Placement is the step where we decide where on the chip each circuit element goes. Good placement makes the subsequent routing step easier and results in faster, more power-efficient designs.

Netlists: The Input to Placement

A netlist is a graph representation of a circuit after synthesis:

  • Nodes (vertices): Circuit components -- logic elements, memory blocks, I/O pins
  • Nets (hyperedges): Electrical connections -- a net connects one driver (source) to one or more receivers (sinks)

Mathematically, we represent a netlist as a graph \(G = (V, E)\) where:

  • \(V\) = set of circuit components (cells) to be placed
  • \(E\) = set of nets (connections between cells)

Nets vs Edges

You might be familiar with nets from PCB design and the rat's nest when doing layout. In VLSI terminology, a "net" is a single electrical signal that may connect multiple components. This differs from a simple graph edge, which connects exactly two nodes. Nets are technically hyperedges -- they can connect any number of nodes.

The Placement Objective

FPGA placement is the problem of mapping circuit components onto physical locations on the FPGA grid. We seek a placement function \(p: V \rightarrow \text{Grid}\) that minimises total wire length:

\[ \text{Cost}(p) = \sum_{(u,v) \in E} |p(u)_x - p(v)_x| + |p(u)_y - p(v)_y| \]

This formula uses Manhattan distance (also called L1 distance or taxicab distance) -- the sum of horizontal and vertical displacements. We use Manhattan distance rather than Euclidean (straight-line) distance because on-chip wires can only travel horizontally or vertically along the FPGA's routing channels, never diagonally.

Why minimise wire length?

  • Speed: Shorter wires have lower capacitance and resistance, allowing faster signal propagation
  • Power: Charging and discharging wire capacitance consumes dynamic power
  • Routability: Shorter wires are easier to route without congestion

The Combinatorial Explosion

The search space for placement grows factorially. For \(n\) cells on a grid with \(m\) locations:

\[ \text{Possible placements} = \frac{m!}{(m-n)!} = m \times (m-1) \times \cdots \times (m-n+1) \]

For Stefan's example of 300 nodes on a 64x64 grid (4,096 locations):

\[ \frac{4096!}{3796!} \approx 10^{1000+} \]

This is astronomically larger than the number of atoms in the observable universe (~\(10^{80}\)). Exhaustive search is impossible; we need intelligent heuristics.

Before and After: What Placement Optimisation Achieves

To visualise the problem, consider these two placements of the same circuit:

Initial Random Placement After 1000 Iterations (n=16)
Initial chaotic placement Optimised placement
Cost: 79,252 Cost: 29,670

Figures adapted from Stefan Abi-Karam's original article.

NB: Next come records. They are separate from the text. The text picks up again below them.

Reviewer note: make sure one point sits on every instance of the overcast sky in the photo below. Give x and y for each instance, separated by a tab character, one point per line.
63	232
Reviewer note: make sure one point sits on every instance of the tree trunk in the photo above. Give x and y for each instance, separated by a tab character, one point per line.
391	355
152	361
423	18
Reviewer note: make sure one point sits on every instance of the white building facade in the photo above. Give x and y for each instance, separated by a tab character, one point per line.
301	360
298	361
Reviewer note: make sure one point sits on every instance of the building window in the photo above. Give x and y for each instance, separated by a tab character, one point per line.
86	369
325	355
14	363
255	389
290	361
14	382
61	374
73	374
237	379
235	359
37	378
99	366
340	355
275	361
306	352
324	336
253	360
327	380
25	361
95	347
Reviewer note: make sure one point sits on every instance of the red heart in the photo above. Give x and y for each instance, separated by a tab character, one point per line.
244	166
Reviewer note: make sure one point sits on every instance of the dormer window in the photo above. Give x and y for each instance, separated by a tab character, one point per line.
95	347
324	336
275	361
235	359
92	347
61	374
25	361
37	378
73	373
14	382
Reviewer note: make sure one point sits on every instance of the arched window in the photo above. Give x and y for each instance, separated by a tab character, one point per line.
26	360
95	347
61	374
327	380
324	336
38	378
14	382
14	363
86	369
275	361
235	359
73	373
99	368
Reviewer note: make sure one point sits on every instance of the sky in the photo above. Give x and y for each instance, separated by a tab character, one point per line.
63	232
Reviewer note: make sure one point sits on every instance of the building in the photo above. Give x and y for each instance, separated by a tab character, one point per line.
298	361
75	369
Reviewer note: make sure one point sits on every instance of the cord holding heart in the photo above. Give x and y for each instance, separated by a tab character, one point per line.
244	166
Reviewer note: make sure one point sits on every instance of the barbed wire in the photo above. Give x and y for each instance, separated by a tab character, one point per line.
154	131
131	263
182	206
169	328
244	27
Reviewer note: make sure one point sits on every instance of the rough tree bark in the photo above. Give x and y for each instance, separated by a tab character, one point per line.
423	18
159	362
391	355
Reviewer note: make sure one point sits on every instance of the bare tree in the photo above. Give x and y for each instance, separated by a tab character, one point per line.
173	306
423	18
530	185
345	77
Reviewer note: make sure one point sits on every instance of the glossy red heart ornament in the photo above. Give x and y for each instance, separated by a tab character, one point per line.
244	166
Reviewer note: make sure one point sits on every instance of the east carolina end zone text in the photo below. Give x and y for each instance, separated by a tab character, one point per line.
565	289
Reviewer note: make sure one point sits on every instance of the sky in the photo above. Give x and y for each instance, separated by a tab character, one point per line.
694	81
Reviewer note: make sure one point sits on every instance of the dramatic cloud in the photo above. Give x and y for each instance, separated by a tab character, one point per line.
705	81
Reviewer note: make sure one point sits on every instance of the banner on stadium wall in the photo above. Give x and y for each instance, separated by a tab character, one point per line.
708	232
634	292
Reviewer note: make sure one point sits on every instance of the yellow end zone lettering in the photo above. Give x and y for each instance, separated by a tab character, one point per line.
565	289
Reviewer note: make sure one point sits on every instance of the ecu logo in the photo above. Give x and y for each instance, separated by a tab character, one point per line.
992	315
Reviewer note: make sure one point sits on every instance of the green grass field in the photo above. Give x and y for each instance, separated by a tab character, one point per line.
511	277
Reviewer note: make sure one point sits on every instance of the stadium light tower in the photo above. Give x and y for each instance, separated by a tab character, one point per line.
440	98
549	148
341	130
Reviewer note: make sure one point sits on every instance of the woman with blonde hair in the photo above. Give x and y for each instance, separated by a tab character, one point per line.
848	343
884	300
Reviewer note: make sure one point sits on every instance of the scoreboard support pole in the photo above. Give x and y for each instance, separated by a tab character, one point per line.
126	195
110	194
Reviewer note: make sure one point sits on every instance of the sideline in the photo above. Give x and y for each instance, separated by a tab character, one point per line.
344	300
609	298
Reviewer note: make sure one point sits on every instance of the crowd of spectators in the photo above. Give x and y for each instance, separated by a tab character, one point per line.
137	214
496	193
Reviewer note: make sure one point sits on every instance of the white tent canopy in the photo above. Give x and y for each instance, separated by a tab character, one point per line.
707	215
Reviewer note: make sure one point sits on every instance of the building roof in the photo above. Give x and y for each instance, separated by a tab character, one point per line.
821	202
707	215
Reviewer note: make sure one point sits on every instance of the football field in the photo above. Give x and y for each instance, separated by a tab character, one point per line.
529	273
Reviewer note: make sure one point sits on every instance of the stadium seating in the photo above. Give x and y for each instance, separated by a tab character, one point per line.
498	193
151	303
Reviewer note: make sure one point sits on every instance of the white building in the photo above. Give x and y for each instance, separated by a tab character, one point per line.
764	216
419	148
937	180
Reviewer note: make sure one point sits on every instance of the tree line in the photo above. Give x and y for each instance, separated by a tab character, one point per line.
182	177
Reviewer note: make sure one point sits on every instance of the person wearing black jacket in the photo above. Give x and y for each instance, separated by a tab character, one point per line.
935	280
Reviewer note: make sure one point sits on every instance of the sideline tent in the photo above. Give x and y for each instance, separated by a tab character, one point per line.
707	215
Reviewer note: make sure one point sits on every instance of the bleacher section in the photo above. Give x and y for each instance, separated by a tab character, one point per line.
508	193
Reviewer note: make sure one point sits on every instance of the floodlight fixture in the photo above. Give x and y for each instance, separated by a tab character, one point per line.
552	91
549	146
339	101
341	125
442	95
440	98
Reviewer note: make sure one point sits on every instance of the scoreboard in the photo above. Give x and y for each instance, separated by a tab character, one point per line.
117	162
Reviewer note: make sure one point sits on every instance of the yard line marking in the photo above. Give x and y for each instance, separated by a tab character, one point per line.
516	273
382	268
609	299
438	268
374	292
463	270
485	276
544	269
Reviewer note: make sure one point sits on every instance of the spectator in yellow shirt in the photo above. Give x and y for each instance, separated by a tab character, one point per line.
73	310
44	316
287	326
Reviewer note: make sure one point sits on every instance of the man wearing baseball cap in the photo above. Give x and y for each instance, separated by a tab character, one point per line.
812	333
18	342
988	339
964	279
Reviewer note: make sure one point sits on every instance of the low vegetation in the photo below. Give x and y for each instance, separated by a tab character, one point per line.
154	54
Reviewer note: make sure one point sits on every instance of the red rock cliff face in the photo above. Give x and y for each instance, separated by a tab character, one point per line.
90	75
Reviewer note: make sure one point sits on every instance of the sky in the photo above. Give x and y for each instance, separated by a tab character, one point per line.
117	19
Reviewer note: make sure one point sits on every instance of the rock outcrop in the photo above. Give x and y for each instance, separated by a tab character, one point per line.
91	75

The initial random placement is a tangled mess of wires spanning the entire chip. After optimisation, connected components cluster together, dramatically reducing total wire length.

Original Approach

The article provides valuable context on the broader landscape of placement algorithms, with three main approaches:

  1. Mixed-Integer Linear Programming (MILP) -- Mathematically optimal but computationally infeasible at scale (a 100x100 FPGA with 5,000 nodes creates ~50 million variables)
  2. Analytic/Electrostatic Placement -- Relaxes the discrete problem to continuous space, models nodes as charged particles, uses gradient-based optimisation. Stefan describes this as "state of the art" for both ASIC and FPGA placement
  3. Simulated Annealing -- The focus of his implementation, which uses random perturbations to explore the solution space

Rather than implementing classical SA with temperature schedules and probabilistic acceptance, he uses what I will call greedy multi-neighbour descent:

// src/placer.rs:735-759 (fast_sa_placer function)
// Generate n_neighbors candidate solutions in parallel
let new_solutions: Vec<PlacementSolution> = (0..n_neighbors)
    .into_par_iter()
    .map(|_| {
        let mut new_solution = current_solution.clone();
        new_solution.action(*actions.choose(&mut rng).unwrap());
        new_solution
    })
    .collect();

// Select the best neighbour
let best_delta = best_solution.cost_bb() - current_solution.cost_bb();
if best_delta < 0.0 {
    current_solution = best_solution.clone();  // Only accept improvements
}

The key line is if best_delta < 0.0 -- the algorithm only accepts moves that reduce cost. This is pure greedy descent.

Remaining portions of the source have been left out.